For those who may have been similarly out of touch of civilization for an extended period of time, The Swiss Family Robinson chronicles the story of a family shipwrecked on a deserted island, their survivability dependent on only their wits and items salvaged from their crippled ship. The most famous aspect of their adventure is immortalized by Disneyland’s recreation of a treehouse-style domicile created high among the branches of a fig-producing mangrove, complete with staircases, plumbing, and rescued furniture. However, their multiple residences grow far more sophisticated over time.
Author’s Note: The 1962-built Swiss Family Treehouse was “immortalized” until 1999 when Disneyland replaced it with Tarzan’s Treehouse. For now, you can still view the Ronbinsons’ tree in Magic Kingdom, Euro Disneyland, and Tokyo Disneyland.
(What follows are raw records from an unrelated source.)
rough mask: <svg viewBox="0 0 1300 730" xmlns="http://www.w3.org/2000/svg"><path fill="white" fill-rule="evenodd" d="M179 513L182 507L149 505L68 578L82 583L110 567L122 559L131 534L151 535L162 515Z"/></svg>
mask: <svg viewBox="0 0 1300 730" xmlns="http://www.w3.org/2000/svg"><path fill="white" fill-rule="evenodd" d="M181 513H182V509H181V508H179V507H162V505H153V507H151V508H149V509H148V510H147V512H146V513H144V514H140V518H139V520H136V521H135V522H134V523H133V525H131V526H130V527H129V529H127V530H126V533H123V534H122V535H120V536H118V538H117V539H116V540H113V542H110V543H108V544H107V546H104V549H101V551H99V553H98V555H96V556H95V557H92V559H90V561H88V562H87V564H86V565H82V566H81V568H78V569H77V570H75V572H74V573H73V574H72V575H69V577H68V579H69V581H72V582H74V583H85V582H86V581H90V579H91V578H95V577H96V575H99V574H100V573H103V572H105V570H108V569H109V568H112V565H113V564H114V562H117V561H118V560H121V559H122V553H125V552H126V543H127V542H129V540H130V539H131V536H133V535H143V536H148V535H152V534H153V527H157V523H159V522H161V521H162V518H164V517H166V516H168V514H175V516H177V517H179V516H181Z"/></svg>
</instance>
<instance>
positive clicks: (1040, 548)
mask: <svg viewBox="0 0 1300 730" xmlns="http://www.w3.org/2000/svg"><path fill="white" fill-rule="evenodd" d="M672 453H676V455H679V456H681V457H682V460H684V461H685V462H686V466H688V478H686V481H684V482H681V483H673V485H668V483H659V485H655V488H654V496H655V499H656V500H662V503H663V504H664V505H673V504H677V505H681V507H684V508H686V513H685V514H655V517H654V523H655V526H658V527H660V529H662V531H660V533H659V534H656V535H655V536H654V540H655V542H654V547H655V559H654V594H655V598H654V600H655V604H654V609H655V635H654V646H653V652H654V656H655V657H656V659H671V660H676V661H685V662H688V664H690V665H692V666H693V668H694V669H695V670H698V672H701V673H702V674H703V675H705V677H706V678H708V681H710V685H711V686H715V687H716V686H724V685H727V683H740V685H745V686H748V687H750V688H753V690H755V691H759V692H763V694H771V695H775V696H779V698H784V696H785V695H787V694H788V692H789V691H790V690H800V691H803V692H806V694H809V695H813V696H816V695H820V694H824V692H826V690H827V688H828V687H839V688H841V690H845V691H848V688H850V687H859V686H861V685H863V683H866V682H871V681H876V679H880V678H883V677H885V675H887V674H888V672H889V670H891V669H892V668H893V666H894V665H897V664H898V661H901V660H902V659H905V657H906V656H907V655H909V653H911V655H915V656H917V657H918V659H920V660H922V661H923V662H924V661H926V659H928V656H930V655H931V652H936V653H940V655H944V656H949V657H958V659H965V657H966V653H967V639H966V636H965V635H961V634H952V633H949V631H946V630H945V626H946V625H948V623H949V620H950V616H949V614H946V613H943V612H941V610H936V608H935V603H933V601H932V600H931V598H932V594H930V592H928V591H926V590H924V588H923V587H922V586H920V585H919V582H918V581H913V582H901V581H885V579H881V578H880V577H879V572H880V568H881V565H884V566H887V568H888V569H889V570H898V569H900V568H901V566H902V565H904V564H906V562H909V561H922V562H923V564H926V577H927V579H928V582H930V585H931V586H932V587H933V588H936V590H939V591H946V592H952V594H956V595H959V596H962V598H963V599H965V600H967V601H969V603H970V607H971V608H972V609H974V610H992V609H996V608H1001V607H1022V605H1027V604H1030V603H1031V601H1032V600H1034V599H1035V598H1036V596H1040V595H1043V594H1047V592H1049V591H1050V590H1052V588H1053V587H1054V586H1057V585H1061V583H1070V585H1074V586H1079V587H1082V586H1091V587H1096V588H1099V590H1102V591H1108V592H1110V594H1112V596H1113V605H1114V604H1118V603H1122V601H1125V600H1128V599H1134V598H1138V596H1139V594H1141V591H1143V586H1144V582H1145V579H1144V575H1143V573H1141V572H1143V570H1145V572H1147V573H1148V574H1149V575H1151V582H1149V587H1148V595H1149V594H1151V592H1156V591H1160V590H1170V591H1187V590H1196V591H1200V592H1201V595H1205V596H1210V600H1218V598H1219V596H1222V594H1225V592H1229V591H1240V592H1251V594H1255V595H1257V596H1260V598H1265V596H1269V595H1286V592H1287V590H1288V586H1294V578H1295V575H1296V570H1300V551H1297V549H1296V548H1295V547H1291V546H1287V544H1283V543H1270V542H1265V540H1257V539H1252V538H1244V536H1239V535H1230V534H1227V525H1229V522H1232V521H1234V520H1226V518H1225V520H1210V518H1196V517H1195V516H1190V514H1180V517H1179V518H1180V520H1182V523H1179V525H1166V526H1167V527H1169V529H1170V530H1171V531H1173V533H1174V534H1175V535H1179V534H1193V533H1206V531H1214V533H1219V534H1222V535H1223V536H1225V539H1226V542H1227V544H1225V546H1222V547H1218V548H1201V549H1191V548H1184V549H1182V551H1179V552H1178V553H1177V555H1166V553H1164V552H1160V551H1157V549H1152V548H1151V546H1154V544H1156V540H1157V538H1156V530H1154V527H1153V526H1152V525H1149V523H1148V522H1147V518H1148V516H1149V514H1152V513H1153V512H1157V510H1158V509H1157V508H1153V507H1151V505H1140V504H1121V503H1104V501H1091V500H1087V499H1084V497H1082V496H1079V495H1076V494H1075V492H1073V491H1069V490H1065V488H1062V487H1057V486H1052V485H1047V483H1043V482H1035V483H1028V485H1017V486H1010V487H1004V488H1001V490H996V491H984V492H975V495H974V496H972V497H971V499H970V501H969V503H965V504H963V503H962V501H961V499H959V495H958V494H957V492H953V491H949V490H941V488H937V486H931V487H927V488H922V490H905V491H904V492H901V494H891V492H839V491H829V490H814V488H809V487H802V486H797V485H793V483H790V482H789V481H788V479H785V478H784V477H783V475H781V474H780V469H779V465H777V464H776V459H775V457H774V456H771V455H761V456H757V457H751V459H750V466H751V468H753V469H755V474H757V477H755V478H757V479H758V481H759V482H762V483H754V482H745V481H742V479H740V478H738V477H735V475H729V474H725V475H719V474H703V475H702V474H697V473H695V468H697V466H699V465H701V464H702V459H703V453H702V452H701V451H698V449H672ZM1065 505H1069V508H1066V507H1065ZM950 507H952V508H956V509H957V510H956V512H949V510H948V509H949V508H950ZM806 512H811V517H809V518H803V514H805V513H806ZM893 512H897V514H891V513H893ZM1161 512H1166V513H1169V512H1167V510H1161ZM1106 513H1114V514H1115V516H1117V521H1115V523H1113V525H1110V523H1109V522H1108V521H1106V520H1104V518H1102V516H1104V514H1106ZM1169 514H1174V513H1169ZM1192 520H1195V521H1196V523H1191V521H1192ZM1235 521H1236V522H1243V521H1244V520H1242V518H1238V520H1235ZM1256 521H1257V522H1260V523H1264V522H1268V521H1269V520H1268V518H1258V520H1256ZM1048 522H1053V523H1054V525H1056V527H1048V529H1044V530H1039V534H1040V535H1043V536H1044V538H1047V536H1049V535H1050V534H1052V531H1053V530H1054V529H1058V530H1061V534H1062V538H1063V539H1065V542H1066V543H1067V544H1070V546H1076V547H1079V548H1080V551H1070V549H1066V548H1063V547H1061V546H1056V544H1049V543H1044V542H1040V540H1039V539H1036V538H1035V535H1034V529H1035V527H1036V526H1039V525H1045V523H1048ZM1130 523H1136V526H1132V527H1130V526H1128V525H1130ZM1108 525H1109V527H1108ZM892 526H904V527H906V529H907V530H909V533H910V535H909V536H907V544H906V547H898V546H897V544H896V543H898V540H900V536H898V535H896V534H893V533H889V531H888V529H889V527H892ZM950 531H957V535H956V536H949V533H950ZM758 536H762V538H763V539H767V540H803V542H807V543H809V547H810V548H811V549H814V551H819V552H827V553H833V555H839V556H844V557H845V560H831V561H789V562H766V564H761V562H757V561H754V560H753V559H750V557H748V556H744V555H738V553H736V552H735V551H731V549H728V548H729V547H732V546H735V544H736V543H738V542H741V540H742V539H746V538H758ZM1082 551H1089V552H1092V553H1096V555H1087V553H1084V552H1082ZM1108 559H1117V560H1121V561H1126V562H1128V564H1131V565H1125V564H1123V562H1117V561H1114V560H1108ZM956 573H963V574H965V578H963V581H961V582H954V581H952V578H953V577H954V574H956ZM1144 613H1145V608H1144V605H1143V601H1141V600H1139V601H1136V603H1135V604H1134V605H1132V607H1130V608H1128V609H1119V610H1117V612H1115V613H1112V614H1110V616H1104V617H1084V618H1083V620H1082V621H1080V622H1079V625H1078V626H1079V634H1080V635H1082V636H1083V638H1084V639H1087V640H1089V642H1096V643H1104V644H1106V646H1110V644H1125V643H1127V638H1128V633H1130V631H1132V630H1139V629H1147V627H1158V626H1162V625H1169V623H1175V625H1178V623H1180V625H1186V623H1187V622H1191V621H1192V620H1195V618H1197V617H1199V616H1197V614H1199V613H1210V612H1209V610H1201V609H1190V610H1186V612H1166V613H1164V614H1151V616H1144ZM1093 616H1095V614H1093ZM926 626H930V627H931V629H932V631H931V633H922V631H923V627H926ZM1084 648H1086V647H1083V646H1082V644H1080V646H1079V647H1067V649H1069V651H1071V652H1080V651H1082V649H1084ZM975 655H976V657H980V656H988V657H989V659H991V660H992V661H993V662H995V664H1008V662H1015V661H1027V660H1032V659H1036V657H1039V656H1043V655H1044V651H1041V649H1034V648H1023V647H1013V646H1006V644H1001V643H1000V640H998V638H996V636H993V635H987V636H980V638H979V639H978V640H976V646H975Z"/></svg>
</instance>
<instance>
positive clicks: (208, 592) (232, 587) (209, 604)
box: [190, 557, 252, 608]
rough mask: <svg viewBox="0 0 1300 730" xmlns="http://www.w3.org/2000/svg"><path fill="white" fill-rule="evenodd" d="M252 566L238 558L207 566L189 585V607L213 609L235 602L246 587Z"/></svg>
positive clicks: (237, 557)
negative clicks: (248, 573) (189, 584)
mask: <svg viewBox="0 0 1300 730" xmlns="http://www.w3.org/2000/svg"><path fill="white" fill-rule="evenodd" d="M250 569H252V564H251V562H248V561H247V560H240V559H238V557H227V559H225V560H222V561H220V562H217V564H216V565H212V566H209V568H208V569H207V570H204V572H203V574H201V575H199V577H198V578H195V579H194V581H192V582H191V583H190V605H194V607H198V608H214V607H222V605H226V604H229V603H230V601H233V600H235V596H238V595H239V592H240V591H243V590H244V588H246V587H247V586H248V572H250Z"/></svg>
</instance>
The language was modern back in the early 19th-century when first penned by Johann Wyss but is still easily readable today. Throughout the fast-paced novel I was continuously distracted by the unlikely plethora of wildlife available for domestication and use by the Robinson family. As each chapter unfolded the incredible list grew: flamingos, penguins, agouti, lobster, monkeys, jackals, sea turtles, porcupines, ostriches, lions, elephants, kangaroos, walrus, buffalo, whales, boa constrictors, and bears. Varied, too, were the native plants: coconuts, calabash, sugar cane, wild figs, pineapple, rubber trees, sago palms, terebinth, American fir trees, and cotton trees. What astounding luck to be stranded on a desert island with such a well-stocked supermarket of resources! The patriarch of the new colony dubbed “New Switzerland” was also a MacGyver from a prior century, able to furnish rubber boots, create indoor plumbing, tame wild animals, positively identify unusual flora and fauna and their useful properties, create a loom, and manufacture soap and candles.
I was quite surprised by the ending, its elegant simplicity never occurring to me while I enjoyed the meat of the book. A lover of animals myself, often I wondered what would become of the now-domesticated beasts that provided the Robinsons with milk, eggs, labor, and friendship, and I was pleased that the solution provided by Wyss allowed full closure while still ensuring the safety and well-being of the herds of animals then roaming the island.
It is easy to understand after reading this fabulous tale why Johann Wyss is better known for writing The Swiss Family Robinson then he was for creating the Swiss national anthem. If you haven’t read the Robinson family saga yet, pick up a copy.